I stopped the laughter and chatter before it could start. “Cagle, downstairs and turn on the floodlights. Novotny, Quinn, stay up here. You spot anyone in the grass, don’t fire, but sing out so I’ll know. Collins, Levenson, Haddad, take the inside of the compound, one by the jeep, one at the gate, and one walking.” The lights came on; most of the fires around the wrecks were being extinguished, and headlights were bounding down our road. Things were trying to reach normal, when the jeep slid up behind our three-quarter, and Lt. Dottlinger leaped out and ran for the gate and shouted, “Open up!” as if he were under fire.

“Of all the bastards in the world…” Morning mused.

“You didn’t show your badge, sir,” I answered, agreeing with Morning. I had forgotten that Dottlinger was the OD, but I should have known.

“I haven’t got it. Is that you Krummel? What are you doing on the roof? Sightseeing?”

“No sir. The Trick is up here.” Jesus, I thought, here we go again, around the chickenshitberry bush.

“What for?” He peered harder into the lights, a muddled, myopic chicken. “Are those weapons loaded, sergeant?”

“Yes, sir.”

“Did you fire? Did you? I want to know. I’ll have to report this.”

“Yes, sir.”

“Who authorized you to open the ammunition locker? Who ordered you to open fire? Just who, Sgt. Krummel?”

“Good question,” I muttered. Levenson giggled.

“What’s that, sergeant? Damn those lights, anyway,” he said, shielding his eyes.

“He must really be pissed,” Morning whispered. “He cursed.”

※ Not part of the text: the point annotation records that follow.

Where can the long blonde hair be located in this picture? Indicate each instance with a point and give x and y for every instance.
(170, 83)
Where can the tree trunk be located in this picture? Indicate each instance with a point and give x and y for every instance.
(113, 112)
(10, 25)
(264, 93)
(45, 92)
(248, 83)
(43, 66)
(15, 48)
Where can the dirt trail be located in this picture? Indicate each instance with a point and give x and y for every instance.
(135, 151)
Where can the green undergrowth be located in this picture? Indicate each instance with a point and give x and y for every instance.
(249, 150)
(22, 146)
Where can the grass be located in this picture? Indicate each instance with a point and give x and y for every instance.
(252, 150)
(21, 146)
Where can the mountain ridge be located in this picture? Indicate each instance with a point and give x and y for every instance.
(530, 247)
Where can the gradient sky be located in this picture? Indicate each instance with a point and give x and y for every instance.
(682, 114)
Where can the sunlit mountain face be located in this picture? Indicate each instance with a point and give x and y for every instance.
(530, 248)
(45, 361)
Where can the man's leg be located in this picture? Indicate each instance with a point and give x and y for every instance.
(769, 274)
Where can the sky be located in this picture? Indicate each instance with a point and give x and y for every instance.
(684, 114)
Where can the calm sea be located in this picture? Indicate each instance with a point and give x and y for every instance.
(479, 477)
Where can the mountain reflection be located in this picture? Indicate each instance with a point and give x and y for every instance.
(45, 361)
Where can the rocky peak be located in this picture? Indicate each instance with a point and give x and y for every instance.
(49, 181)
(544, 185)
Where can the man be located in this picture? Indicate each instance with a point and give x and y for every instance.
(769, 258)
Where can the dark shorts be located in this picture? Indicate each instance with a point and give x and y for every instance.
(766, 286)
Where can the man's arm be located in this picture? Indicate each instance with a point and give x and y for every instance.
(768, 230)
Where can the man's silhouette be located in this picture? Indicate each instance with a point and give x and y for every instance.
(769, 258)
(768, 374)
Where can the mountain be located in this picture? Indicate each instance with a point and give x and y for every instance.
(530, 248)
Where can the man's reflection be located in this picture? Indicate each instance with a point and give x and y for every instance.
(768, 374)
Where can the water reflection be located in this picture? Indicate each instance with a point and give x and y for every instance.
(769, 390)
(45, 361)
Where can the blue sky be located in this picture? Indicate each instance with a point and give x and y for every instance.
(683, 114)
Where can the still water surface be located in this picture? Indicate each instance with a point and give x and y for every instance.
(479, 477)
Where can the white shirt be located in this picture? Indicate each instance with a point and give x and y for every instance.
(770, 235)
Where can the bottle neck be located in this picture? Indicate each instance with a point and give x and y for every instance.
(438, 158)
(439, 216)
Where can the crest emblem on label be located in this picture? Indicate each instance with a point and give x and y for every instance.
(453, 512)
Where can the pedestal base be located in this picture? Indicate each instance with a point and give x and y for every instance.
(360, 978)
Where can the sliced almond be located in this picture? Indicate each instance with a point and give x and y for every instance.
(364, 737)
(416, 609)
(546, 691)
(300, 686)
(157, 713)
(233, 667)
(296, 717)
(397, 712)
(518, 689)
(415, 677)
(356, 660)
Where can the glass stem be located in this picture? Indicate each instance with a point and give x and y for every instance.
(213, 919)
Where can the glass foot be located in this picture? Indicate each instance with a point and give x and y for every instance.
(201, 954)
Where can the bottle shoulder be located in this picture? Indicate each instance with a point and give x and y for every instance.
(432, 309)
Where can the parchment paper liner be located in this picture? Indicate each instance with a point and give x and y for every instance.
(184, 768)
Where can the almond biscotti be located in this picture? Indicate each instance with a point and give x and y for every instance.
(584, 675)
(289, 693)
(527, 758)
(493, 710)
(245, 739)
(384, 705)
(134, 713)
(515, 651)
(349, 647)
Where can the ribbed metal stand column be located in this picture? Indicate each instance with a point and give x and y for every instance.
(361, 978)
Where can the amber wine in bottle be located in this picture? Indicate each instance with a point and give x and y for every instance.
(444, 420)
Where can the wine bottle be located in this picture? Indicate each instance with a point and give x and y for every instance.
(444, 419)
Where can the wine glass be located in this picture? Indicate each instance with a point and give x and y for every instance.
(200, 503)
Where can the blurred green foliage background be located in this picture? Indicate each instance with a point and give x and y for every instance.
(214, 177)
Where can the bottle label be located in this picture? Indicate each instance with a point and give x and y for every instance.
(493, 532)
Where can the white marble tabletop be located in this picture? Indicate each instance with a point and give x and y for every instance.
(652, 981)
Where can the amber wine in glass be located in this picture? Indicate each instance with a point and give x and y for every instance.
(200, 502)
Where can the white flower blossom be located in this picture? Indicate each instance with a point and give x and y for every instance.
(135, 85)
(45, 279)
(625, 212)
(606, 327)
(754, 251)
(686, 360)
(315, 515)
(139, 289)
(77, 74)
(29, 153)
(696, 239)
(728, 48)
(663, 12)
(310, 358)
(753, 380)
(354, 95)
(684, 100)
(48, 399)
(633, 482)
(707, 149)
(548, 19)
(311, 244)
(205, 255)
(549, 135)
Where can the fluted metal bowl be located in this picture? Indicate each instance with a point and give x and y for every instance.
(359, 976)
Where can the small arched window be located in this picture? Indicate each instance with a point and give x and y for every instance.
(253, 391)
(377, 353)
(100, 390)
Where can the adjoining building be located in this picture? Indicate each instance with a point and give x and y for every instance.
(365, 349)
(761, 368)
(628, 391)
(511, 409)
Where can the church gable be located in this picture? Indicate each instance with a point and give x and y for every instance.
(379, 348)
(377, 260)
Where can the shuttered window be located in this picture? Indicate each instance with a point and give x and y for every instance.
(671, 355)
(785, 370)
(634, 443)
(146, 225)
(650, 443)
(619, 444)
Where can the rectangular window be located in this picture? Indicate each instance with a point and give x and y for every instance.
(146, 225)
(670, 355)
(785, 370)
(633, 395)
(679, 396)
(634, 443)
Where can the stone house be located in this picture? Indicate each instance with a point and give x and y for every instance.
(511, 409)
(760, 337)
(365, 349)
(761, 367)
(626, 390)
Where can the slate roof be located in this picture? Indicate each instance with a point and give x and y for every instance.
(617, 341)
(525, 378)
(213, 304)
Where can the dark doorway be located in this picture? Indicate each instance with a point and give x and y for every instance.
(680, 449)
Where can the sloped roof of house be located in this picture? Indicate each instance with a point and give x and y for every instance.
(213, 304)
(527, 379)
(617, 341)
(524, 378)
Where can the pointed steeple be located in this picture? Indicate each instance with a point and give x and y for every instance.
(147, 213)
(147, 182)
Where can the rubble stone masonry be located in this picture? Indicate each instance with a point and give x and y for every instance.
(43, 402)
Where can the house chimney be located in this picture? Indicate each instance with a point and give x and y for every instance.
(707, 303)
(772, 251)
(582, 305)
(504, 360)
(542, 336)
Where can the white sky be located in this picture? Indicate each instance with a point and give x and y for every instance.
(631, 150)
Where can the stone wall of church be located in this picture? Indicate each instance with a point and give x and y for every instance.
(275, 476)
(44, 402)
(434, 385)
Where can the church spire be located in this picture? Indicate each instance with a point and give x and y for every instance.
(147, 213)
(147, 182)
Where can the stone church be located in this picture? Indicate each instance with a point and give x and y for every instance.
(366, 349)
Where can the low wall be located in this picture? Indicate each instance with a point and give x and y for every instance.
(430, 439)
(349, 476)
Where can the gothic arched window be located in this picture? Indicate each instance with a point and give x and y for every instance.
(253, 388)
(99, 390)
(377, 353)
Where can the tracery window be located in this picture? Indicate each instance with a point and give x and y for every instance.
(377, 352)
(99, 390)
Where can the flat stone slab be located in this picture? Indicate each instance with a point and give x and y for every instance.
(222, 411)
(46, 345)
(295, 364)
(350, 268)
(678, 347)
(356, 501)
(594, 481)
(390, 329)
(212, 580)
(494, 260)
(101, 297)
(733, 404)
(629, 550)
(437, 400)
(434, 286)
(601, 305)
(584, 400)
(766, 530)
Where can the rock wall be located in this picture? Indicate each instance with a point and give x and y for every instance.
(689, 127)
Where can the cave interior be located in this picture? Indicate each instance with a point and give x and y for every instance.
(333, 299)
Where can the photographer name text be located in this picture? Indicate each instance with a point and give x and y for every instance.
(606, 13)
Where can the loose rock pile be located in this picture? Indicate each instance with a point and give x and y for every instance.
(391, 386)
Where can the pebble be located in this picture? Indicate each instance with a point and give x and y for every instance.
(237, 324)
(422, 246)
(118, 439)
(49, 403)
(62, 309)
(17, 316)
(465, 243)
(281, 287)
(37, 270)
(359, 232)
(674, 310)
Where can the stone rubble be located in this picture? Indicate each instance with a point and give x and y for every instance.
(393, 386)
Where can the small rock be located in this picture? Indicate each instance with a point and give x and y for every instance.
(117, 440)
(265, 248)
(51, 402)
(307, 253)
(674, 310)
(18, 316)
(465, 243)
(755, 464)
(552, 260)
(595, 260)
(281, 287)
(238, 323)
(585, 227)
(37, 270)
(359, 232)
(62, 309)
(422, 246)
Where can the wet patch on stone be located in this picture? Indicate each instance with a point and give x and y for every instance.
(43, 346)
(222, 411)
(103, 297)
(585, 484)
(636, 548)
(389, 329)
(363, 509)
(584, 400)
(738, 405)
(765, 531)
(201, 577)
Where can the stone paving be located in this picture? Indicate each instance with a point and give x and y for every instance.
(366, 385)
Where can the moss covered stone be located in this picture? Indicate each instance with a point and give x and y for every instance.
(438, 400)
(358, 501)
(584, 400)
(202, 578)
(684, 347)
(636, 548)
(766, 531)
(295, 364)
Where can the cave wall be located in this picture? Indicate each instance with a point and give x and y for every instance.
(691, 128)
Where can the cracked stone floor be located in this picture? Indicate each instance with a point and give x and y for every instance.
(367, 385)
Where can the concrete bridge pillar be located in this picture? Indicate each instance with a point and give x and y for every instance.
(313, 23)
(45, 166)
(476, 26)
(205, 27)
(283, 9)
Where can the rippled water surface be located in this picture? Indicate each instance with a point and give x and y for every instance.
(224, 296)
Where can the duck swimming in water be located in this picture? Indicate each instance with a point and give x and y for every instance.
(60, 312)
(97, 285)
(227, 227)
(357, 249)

“We were fired upon, sir. I assumed in an emergency that I was authorized to answer. I couldn’t reach the major, Capt. Saunders, or you, so I assumed responsibility myself.”

“Oh,” he said, tugging at his ear to let us know he was thinking. “All right,” he said, obviously disappointed. “I suppose we can find a regulation to cover the situation for our report. Open the gate.”

“Sir, I can’t unlock the gate from here unless you put your badge in the key-box.”

“I told you, I didn’t have it. I didn’t have time to get it.”

“Then I’ll have to come down to let you in.” It curdled my blood to lie to the bastard about being fired upon first, changed me from a man to a kid with his fly open. And I didn’t really have to. I had said that I was not worrying about my stripes any more. There must have been guilt on that Apple Tree instead of knowledge — or maybe they are the same. Take two men, stick them in uniforms, tack bars on one, and the other one will find himself guilty. To hell with this man’s army, I thought, Just to hell with it.